McCarthy et al. studied 207 SNPs in 110 candidate genes among coronary artery disease patients, a population enriched for metabolic abnormalities. The number of abnormalities (0 to 5) was determined in 214 male and 91 female patients, and the association with each polymorphism was evaluated. Polymorphisms in 8 genes were associated with metabolic syndrome in the whole population (P values ranging from 0.047 to 0.008): LDLR, GBE1, IL1R1, TGFB1, IL6, COL5A2, SELE) and LIPC. Variants in 7 additional genes showed significant gene interaction by gender. Separate analyses in men and women revealed a strong association with a silent polymorphism in the gene encoding low density lipoprotein receptor-related protein-associated protein-1 (LRPAP1) among females (P = 0.0003), but not males (P = 0.292) [24].

In a study of MetS of animal models Vartanian et al. found that Neil1 knockout mice were born at expected mendelian ratios and the phenotype of Neil1 -/- pups was normal through the first 4 to 6 months of life. At about 7 months, however, male Neil1 -/- mice developed severe obesity, and female Neil1 -/- mice were modestly overweight. Mutant mice also showed dyslipidemia, fatty liver disease, and a tendency to develop hyperinsulinemia, similar to metabolic syndrome in humans. Histologic studies showed significant kidney vacuolization, and mitochondrial DNA from Neil1 -/- mice showed increased levels of steady-state DNA damage and deletions, compared to wild type control [25]. Different genes for genetic association studies with metabolic syndrome are shown in Table 1. [26]

Table 1. Different genes for genetic association studies with metabolic syndrome

LOW DENSITY LIPOPROTEIN RECEPTOR (LDLR) gene. The low density lipoprotein receptor is a cell surface receptor that plays an important role in cholesterol homeostasis. Mutations in this gene are associated with familiarly hypercholesterolemia.

GLYCOGEN BRANCHING ENZYME (GBE1) gene. The GBE1 gene encodes the glycogen branching enzyme (EC 2.4.1.18), which is involved in glycogen synthesis. Branching of the glycogen chains is essential to pack a very large number of glycosyl units into a relatively soluble spherical molecule of glycogen.

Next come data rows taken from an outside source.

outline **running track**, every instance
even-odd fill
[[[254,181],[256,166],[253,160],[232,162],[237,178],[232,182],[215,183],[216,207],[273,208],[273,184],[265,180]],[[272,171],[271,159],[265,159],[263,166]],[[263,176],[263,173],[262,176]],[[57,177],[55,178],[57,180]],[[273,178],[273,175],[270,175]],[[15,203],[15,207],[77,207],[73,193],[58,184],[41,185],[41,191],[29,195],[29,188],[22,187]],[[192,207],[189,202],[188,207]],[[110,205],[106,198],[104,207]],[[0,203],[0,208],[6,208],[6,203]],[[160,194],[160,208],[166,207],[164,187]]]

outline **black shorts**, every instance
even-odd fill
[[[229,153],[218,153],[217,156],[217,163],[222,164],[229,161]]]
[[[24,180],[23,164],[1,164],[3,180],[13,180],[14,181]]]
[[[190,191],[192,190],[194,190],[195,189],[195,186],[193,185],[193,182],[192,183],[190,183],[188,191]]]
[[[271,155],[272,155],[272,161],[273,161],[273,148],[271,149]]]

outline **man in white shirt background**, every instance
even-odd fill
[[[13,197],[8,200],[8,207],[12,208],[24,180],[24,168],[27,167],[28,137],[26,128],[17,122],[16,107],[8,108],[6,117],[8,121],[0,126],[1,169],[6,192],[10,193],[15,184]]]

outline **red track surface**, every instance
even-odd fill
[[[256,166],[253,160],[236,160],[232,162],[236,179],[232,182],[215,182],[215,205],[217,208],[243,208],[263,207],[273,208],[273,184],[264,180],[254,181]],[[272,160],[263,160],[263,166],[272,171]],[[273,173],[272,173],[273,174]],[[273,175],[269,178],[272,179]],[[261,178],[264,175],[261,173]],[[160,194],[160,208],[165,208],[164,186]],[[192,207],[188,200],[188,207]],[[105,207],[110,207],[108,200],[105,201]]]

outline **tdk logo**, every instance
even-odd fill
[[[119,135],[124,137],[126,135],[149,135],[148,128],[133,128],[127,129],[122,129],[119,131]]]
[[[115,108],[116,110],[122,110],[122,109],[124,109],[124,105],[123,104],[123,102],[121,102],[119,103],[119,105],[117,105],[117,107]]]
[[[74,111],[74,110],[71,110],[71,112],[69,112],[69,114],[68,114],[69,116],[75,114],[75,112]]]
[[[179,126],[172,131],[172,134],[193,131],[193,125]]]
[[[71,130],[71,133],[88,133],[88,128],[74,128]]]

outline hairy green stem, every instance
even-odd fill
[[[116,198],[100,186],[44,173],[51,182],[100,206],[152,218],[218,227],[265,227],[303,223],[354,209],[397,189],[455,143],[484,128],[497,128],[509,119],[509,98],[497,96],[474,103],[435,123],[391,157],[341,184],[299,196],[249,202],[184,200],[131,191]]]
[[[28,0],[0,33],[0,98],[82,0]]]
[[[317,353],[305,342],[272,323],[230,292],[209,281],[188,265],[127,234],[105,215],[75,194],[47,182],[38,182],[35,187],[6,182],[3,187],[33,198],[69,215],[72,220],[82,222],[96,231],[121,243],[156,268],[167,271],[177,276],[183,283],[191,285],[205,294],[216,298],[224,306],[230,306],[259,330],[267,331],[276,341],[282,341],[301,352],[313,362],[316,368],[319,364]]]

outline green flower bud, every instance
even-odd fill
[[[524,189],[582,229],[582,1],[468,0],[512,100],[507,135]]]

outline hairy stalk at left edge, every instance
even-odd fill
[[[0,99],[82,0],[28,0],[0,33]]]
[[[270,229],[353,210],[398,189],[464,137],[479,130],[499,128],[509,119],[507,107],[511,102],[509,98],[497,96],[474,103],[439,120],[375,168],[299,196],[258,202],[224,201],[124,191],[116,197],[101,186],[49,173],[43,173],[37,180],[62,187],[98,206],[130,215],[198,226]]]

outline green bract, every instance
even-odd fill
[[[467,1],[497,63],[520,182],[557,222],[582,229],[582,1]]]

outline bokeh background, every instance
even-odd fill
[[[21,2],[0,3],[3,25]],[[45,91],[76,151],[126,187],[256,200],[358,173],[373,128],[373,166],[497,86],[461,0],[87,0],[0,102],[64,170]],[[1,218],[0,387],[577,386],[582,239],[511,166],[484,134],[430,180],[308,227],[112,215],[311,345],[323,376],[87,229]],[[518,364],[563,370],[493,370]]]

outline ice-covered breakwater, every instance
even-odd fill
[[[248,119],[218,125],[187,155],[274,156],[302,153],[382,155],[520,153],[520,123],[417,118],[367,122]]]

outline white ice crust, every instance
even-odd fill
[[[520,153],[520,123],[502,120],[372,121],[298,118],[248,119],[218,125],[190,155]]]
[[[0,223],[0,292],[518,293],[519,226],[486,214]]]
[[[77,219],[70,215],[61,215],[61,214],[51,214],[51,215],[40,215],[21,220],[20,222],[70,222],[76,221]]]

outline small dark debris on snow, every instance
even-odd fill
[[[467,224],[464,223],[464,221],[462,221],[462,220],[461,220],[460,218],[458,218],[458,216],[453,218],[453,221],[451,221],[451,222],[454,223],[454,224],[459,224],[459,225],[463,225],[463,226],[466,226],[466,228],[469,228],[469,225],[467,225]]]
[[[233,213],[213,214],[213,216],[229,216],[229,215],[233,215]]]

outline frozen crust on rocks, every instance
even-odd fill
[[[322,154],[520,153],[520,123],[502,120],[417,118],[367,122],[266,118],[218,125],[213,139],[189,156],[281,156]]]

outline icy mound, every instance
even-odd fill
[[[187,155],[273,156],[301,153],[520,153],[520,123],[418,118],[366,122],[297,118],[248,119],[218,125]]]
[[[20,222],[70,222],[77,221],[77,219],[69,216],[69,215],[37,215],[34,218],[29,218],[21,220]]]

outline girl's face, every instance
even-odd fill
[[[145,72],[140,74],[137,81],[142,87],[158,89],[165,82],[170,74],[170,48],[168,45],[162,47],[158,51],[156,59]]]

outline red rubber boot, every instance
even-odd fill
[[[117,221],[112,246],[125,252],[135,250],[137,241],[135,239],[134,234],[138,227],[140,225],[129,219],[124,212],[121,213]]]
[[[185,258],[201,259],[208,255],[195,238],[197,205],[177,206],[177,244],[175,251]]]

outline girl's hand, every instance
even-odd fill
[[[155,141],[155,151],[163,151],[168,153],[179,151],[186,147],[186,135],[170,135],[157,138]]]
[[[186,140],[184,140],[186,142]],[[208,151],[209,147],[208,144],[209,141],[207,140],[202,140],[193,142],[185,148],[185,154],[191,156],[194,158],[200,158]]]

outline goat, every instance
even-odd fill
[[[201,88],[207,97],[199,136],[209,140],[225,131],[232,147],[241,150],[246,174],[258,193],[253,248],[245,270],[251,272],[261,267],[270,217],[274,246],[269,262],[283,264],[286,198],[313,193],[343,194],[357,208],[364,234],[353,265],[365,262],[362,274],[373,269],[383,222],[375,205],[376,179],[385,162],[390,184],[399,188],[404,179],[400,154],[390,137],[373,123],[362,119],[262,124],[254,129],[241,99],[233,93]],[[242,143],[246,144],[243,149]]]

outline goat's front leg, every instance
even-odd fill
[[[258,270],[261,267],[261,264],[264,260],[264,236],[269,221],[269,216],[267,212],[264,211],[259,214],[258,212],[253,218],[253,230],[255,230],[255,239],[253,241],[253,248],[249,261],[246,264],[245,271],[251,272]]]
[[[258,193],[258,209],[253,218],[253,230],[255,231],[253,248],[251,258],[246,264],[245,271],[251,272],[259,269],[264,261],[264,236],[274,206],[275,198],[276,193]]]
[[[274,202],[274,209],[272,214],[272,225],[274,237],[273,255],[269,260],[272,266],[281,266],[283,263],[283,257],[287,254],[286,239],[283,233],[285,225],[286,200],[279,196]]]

INTERLEUKIN 1 RECEPTOR, TYPE I (IL1R1) gene. Interleukin-1 consists of 2 separate but related proteins, IL1-alpha and IL1-beta. Both contain a single membrane-spanning segment, a large cytoplasmic region, and an extracellular domain. IL 1 is one of mediators in inflammation.

TRANSFORMING GROWTH FACTOR, BETA-1 (TGFB) gene. This gene encodes the multifunctional peptide that controls proliferation, differentiation, and other functions in many cell types. TGFB acts synergistically with TGFA in inducing transformation. It also acts as a negative autocrine growth factor. Dysregulation of TGFB activation and signaling may result in apoptosis.

INTERLEUKIN 6 (IL6) gene. IL6 is an immunoregulatory cytokine that activates a cell-surface signaling assembly composed of IL6, IL6RA, and the shared signaling receptor gp130. The aberrant production of IL6 by neoplastic cells has been implicated as a strong contributory factor to the growth of multiple myeloma and other B-cell dyscrasias, T-cell lymphoma, renal and ovarian cell carcinomas, and Kaposi sarcoma demonstrated repression of the IL6 gene promoter by p53. IL6 gene is one of the candidate genes for linkage studies of osteopenia and osteoporosis because the gene product stimulates osteoclasts through binding to its cell surface receptor (IL6R).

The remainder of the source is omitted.